Düzenleme sahasında 96 m2 den daha küçük parsel oluşturulmadığından ve davacı parselin müstakil imar parseli haline getirilmesi durumunda komşu parselin plandaki kullanım şekline sokulması mümkün olmayacağından, davacıya hisseli parsel verilmesinde isabetsizlik bulunmadığı
Dava, davacının paydaşı bulunduğu 38 parsel sayılı taşınmazı da kapsayan parselasyon planının iptali isteğiyle açılmış İdare Mahkemesince, işlem dosyası içinde bulunan parselasyon planı ve dağıtım cetvellerinin incelenmesinden düzenleme sahasında çok değişik büyüklüklerde imar parsellerinin oluşturulduğu görüldüğünden, parsel büyüklüklerinin tespitinde hangi yasal objektif ölçülerin göz önünde bulundurulduğunun ve 38 sayılı kadastro parselinin müstakil imar parseli olarak düzenlenip aynı parsel sahiplerine verilmeyiş nedenlerinin belirlenebilmesi için mahkemece verilen ara kararı üzerine Belediye Başkanlığınca gönderilen cevapta 38 sayılı kadastro parselinin kısmen aynı imar adasındaki 49 sayılı kadastro parseline girdiği, ada içindeki parsellerin kanuna ve yönetmeliğe göre şuyulandırıldığı belirtilmiş, davacının paydaşı bulunduğu parselin müstakil olarak imar parseli olarak düzenlenmesinde yasal yönden her hangi bir sakınca bulunduğu açıklanmadığından, 38 sayılı kadastro parselinin müstakil imar parseli olarak düzenlenerek parsel sahiplerine verilmesinde yasal yönden her hangi bir sakınca bulunmadığı sonucuna varıldığı gerekçesiyle parselasyon planının davacının paydaşı bulunduğu taşınmazla ilgili bölümünün iptaline karar verilmiş ve bu karar davalı Belediye Başkanlığı tarafından temyiz edilmiştir.

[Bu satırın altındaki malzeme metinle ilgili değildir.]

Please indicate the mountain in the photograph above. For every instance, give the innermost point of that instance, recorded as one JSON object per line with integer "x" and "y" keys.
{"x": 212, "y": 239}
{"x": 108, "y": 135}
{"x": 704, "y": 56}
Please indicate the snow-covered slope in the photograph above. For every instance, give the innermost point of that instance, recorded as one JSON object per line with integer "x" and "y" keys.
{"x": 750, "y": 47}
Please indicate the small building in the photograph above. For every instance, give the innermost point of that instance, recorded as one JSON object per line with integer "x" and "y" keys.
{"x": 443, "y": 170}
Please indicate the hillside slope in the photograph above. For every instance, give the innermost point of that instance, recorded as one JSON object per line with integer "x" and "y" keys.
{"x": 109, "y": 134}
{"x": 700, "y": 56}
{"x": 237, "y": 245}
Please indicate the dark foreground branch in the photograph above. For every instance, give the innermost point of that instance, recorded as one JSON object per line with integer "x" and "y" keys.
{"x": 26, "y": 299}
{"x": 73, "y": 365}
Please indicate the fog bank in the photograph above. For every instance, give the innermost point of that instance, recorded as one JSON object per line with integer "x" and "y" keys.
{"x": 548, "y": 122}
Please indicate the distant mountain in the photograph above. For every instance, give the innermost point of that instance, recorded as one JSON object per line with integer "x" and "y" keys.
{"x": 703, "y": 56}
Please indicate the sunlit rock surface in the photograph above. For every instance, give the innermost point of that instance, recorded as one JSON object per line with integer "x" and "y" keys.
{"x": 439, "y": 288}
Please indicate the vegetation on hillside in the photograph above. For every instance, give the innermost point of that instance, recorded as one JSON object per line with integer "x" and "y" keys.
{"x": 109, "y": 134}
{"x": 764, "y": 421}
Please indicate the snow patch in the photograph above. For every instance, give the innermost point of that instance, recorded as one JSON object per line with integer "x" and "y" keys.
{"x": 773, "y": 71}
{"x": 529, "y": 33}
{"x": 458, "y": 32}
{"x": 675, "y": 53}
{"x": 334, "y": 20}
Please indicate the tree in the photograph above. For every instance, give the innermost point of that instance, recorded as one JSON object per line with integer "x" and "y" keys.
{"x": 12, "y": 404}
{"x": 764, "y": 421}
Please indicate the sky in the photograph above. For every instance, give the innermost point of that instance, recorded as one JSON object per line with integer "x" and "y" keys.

6785 sayılı İmar Kanununun 1605 sayılı kanunla değişik 42.maddesine göre belediyeler, imar sınırı içindeki binalı ve binasız arazi ve arsaların, plan ve mevzuata uygun biçimde inşaata veya tesbit edilmiş olan diğer kullanma şekillerine elverişli duruma getirilmesi maksadıyla düzenlenmesi için, bunların sahiplerinin muvafakati aranmaksızın, birbirleriyle, yol fazlalarıyla ve belediyeye, kamu tüzel kişilerine, kamu kurumlarına ait yerlerle birleştirerek, plan ve mevzuat icaplarına göre hisseli veya hissesiz olarak yeniden parsellere ayırmağa ve bu parsellerin ilgililere dağıtmaya yetkilidirler.
Olayda da, davacının paydaşı bulunduğu, 38 sayılı kadastro parselinin 6785 sayılı Yasanın 1605 sayılı Yasa ile değişik 42.maddesi uyarınca düzenlemeye tabi tutulduğu, düzenleme sonucunda %1 oranında düzenleme ortaklık payı alındıktan sonra kalan 93 m2’lik yere karşılık, kadastro parselinin bulunduğu yerde 9303 sayılı imar adasındaki 99 m2 alanlı 18 sayılı imar parselinden pay verildiği, mevcut binanın yeni parselde aynen korunduğu dosyanın incelenmesinden anlaşılmış olup, dava konusu parselasyon işleminde imar mevzuatına aykırılık bulunmamaktadır.
İdare Mahkemesince davacının paydaşı bulunduğu, üzerinde beş katlı bina bulunan 38 sayılı kadastro parselinin müstakil imar parseli olarak düzenlenerek parsel sahiplerine verilmesinde yasal yönden her hangi bir sakınca bulunmadığı sonucuna varıldığı gerekçesiyle parselasyon planının davacının paydaşı bulunduğu taşınmazla ilgili bölümünün iptaline karar verilmişse de, düzenleme sahasında 96 m2’den daha küçük parsel oluşturulmadığından ve 38 sayılı kadastro parselinin müstakil imar parseli olarak düzenlenmesi halinde 89 ada, 49 sayılı kadastro parselinin imar planında belirtilmiş olan kullanma şekline sokulması mümkün olamıyacağından anılan mahkeme kararında isabet görülmemiştir.
Açıklanan nedenlerle temyize konu İdare Mahkemesi kararının bozulmasına, uyuşmazlığın niteliği ve dava dosyasında yer alan bilgi ve belgeler dava hakkında karar vermeye yeterli görüldüğünden 2577 sayılı İdari Yargılama Usulü Kanununun 49.maddesinin 2.bendi uyarınca incelenen davanın yukarıda belirtilen nedenlerle reddine karar verildi.